Bill would increase price of Federal Duck Stamp

Ducks Unlimited sent out this press release (pasted below)
today, and if this passes, you’ll pay more to hunt ducks everywhere
in the United States. Federal Duck Stamps currently cost $15, and
this legislation would increase the price to $25. Different
versions of this bill have been around for several years, but the
anti-tax increase (or “fee”) attitude in the nation’s Capitol the
past few years has kept it from going anywhere. Frankly, I’m
skeptical this bill will advance even with a new administration in
DC, but this waterfowler supports the concept.

Funds from the Federal Migratory Bird Hunting and
Conservation Stamp have been the major driver in expanding national
wildlife refuges and waterfowl production areas across the
Duck Factory. The U.S. Fish and Wildlife Service spends the dollars
while working with conservation groups like DU to identify prime
parcels. Duck hunting could be better in Minnesota, but it would be
much worse without the wetlands and associated upland grasslands
that Duck Stamp dollars helped acquire and
manage.

Contact your congressman or our (one) senator and express
support for this bipartisan chunk or legislation. You can track
down your House member here or
all U.S. senators here.

CONGRESS INTRODUCES BILL TO INCREASE WATERFOWL HABITAT

Ducks Unlimited Supports Bill To Increase Conservation Value of
Federal Duck Stamp

WASHINGTON – April 3, 2009 – Migratory Bird Conservation
Commission members Congressman John Dingell (Mich.) and Robert
Wittman (Va.) introduced legislation in Congress to increase the
availability and buying power of the Federal Duck Stamp – a move
designed to continue the success that the stamp has had in
conserving waterfowl habitat across the United States.

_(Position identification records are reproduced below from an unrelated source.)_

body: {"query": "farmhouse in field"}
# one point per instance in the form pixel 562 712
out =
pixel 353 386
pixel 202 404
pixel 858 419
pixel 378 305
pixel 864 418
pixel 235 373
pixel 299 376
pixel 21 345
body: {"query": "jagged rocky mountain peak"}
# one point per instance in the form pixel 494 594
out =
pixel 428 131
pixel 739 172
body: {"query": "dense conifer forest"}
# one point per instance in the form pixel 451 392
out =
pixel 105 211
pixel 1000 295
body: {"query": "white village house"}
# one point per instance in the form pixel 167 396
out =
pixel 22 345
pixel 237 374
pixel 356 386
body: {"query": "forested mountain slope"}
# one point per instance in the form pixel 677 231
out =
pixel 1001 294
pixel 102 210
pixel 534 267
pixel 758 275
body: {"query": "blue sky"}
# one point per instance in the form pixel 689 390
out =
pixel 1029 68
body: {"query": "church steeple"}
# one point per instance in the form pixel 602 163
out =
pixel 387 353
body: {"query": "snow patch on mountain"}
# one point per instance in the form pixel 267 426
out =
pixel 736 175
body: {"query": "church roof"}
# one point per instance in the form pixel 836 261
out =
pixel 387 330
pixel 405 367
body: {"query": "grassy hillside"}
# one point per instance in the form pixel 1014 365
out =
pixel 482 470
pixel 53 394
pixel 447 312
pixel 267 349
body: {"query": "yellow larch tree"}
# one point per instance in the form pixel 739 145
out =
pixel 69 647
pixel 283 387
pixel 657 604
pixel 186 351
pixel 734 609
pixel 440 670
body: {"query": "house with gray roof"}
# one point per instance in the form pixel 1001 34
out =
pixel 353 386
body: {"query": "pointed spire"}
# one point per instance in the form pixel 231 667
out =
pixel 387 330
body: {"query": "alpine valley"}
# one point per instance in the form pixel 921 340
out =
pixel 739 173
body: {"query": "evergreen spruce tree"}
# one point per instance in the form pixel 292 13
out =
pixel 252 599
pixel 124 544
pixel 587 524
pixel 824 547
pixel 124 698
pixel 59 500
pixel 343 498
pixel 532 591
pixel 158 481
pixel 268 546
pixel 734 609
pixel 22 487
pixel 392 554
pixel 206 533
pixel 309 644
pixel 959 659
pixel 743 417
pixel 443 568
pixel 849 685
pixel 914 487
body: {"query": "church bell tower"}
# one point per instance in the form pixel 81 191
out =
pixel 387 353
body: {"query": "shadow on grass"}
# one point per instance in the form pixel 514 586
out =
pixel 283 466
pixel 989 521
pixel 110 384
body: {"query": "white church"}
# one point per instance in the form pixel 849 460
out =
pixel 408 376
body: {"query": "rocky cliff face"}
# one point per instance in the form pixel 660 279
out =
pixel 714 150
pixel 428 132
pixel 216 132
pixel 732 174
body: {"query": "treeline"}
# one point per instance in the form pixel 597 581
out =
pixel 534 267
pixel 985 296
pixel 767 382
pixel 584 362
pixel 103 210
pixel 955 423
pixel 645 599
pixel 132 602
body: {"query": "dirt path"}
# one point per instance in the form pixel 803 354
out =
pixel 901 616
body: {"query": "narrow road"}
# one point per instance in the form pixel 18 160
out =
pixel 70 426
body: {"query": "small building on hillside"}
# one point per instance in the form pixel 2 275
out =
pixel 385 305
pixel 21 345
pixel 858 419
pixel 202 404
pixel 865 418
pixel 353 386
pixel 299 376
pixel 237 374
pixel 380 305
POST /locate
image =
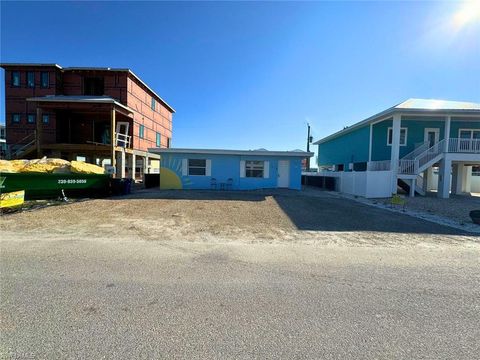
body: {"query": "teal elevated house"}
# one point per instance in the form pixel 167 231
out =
pixel 401 147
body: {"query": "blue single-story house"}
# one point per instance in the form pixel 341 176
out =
pixel 400 146
pixel 229 169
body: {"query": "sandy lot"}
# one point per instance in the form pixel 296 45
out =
pixel 264 216
pixel 258 275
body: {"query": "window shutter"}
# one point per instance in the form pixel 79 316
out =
pixel 208 170
pixel 242 168
pixel 184 167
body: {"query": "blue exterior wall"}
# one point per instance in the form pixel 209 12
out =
pixel 380 149
pixel 415 134
pixel 224 167
pixel 351 147
pixel 458 123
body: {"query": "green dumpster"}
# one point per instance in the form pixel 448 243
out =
pixel 49 185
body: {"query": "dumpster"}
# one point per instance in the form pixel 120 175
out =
pixel 50 185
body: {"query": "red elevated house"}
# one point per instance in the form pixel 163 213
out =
pixel 100 115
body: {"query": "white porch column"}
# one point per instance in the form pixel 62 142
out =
pixel 444 178
pixel 121 170
pixel 133 167
pixel 413 183
pixel 447 131
pixel 457 177
pixel 395 151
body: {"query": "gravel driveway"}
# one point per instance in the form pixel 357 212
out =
pixel 196 275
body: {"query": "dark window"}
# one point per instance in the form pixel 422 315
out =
pixel 254 168
pixel 93 86
pixel 44 79
pixel 30 79
pixel 16 118
pixel 16 78
pixel 197 167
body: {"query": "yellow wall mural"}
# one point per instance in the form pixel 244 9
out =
pixel 169 180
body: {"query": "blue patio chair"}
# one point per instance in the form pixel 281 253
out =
pixel 213 183
pixel 229 183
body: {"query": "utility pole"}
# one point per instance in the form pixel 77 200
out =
pixel 309 140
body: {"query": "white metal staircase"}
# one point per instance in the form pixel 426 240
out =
pixel 412 165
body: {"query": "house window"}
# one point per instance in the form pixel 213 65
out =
pixel 44 79
pixel 93 86
pixel 30 79
pixel 16 118
pixel 254 168
pixel 197 167
pixel 16 78
pixel 403 136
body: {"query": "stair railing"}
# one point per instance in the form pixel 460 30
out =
pixel 417 151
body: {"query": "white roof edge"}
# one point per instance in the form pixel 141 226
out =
pixel 230 152
pixel 31 65
pixel 98 69
pixel 389 112
pixel 130 72
pixel 66 98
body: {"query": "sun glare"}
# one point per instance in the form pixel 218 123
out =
pixel 469 13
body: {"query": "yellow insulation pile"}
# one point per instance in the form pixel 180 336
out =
pixel 45 165
pixel 85 168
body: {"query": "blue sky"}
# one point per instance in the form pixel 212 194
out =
pixel 249 75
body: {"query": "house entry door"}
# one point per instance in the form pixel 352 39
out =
pixel 283 173
pixel 432 135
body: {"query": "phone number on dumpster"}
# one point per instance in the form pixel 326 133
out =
pixel 72 181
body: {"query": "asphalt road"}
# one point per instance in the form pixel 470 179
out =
pixel 124 299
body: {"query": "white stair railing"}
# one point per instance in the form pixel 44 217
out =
pixel 383 165
pixel 417 151
pixel 456 145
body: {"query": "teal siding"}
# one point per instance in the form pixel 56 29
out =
pixel 416 131
pixel 415 135
pixel 463 123
pixel 351 147
pixel 380 149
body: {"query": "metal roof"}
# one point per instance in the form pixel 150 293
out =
pixel 433 104
pixel 231 152
pixel 95 69
pixel 415 106
pixel 29 65
pixel 80 99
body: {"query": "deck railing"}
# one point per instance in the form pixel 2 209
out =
pixel 407 166
pixel 122 140
pixel 383 165
pixel 456 145
pixel 417 151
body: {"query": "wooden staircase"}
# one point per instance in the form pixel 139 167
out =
pixel 23 148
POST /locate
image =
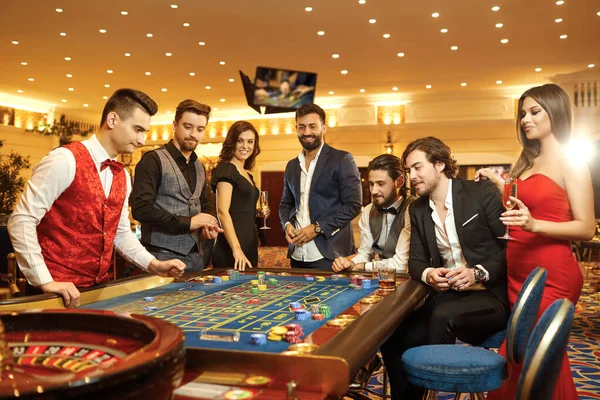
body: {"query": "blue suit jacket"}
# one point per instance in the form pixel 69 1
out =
pixel 335 199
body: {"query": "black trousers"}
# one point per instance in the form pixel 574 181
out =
pixel 470 316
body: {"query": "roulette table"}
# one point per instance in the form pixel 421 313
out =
pixel 219 319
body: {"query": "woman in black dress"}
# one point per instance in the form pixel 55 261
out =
pixel 237 195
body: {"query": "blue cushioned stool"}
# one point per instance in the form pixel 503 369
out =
pixel 465 369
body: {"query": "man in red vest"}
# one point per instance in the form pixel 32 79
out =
pixel 73 211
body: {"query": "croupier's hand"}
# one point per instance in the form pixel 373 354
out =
pixel 170 268
pixel 67 290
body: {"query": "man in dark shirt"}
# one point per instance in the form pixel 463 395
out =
pixel 170 196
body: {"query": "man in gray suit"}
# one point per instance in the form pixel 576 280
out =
pixel 322 193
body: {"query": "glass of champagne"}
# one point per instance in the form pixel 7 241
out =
pixel 264 207
pixel 510 190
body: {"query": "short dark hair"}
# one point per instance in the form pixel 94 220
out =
pixel 192 106
pixel 393 166
pixel 231 140
pixel 310 108
pixel 125 101
pixel 436 151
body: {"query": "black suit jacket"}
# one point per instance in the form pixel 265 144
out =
pixel 335 199
pixel 477 235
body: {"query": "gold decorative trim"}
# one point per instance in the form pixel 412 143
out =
pixel 512 329
pixel 542 349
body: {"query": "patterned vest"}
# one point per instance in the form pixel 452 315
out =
pixel 77 233
pixel 174 196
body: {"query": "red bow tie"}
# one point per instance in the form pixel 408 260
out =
pixel 114 166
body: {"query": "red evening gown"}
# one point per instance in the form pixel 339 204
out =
pixel 546 201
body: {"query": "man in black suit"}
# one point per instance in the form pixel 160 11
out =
pixel 322 193
pixel 454 249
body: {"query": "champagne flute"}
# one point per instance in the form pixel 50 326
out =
pixel 510 190
pixel 264 207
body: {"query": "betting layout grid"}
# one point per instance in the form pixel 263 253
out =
pixel 196 307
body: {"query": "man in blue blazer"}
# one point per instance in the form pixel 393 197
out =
pixel 322 193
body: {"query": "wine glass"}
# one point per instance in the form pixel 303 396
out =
pixel 510 190
pixel 264 207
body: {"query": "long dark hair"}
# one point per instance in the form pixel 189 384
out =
pixel 556 102
pixel 231 140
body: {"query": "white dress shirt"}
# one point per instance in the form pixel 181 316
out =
pixel 307 252
pixel 447 239
pixel 365 252
pixel 51 177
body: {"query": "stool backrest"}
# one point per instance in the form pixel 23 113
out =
pixel 545 352
pixel 524 314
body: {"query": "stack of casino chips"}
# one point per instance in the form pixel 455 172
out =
pixel 258 339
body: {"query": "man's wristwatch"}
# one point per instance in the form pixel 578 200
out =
pixel 318 229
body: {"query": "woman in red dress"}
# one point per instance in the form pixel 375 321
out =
pixel 554 205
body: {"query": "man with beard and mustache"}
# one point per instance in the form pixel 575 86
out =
pixel 170 197
pixel 455 250
pixel 322 193
pixel 384 224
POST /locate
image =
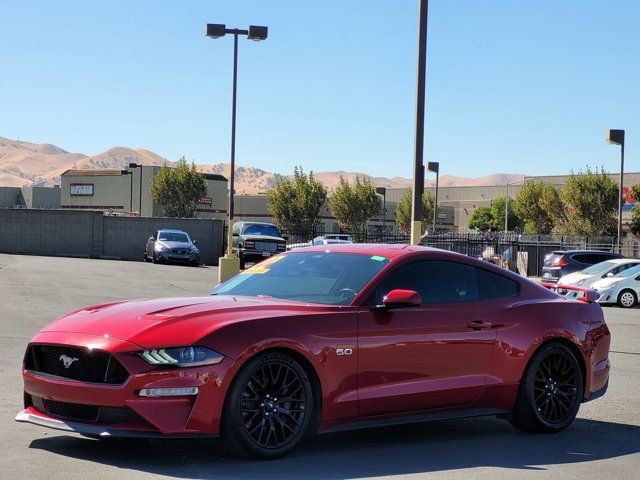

 Proceeds from sales of the Federal Duck Stamp are used to
purchase and protect waterfowl habitat across the country. Since
its inception in 1934, sales from the stamp have topped $700
million and have conserved more than 5.2 million acres of
habitat.

 “Federal Duck stamps are one of the major success stories of
conservation,” said Dingell, who has served on the Commission for
more than 40 years.

 “This bill will help continue the 75-year tradition that
waterfowlers have in protecting the resource that they value,”
added Wittman.

 For 18 years the purchasing power of the stamp has failed to
keep up with skyrocketing land values. In North and South Dakota –
two states where breeding habitat is crucial – the cost to protect
land has gone up more than 200% just since 1998. In California,
where northern pintail ducks migrate through the Central Valley,
land values have dramatically risen, making protecting waterfowl
habitat incredibly difficult.

 In the recent “State of the Birds” report, released by the U.S.
Fish & Wildlife Service, many waterfowl populations were cited
as faring better than other birds, helped by the investment made by
sportsmen through Duck Stamp sales.

 “Waterfowlers make up 95% of Duck Stamp sales,” said Scott
Sutherland, Director of the Governmental Affairs Office for Ducks
Unlimited. “Sportsmen were the first conservationists, and continue
to be leaders in putting waterfowl and wildlife habitat on the
ground.”

 Under the proposal, the stamp could be sold by any distributor
designated by the Secretary of Interior, which would expand the
availability of the stamp. The price would also be increased to $25
for the 2010-2011 hunting season. The 18 years since the increase
in 1991 is the longest period that there has not been an adjustment
to the price of the stamp in its history.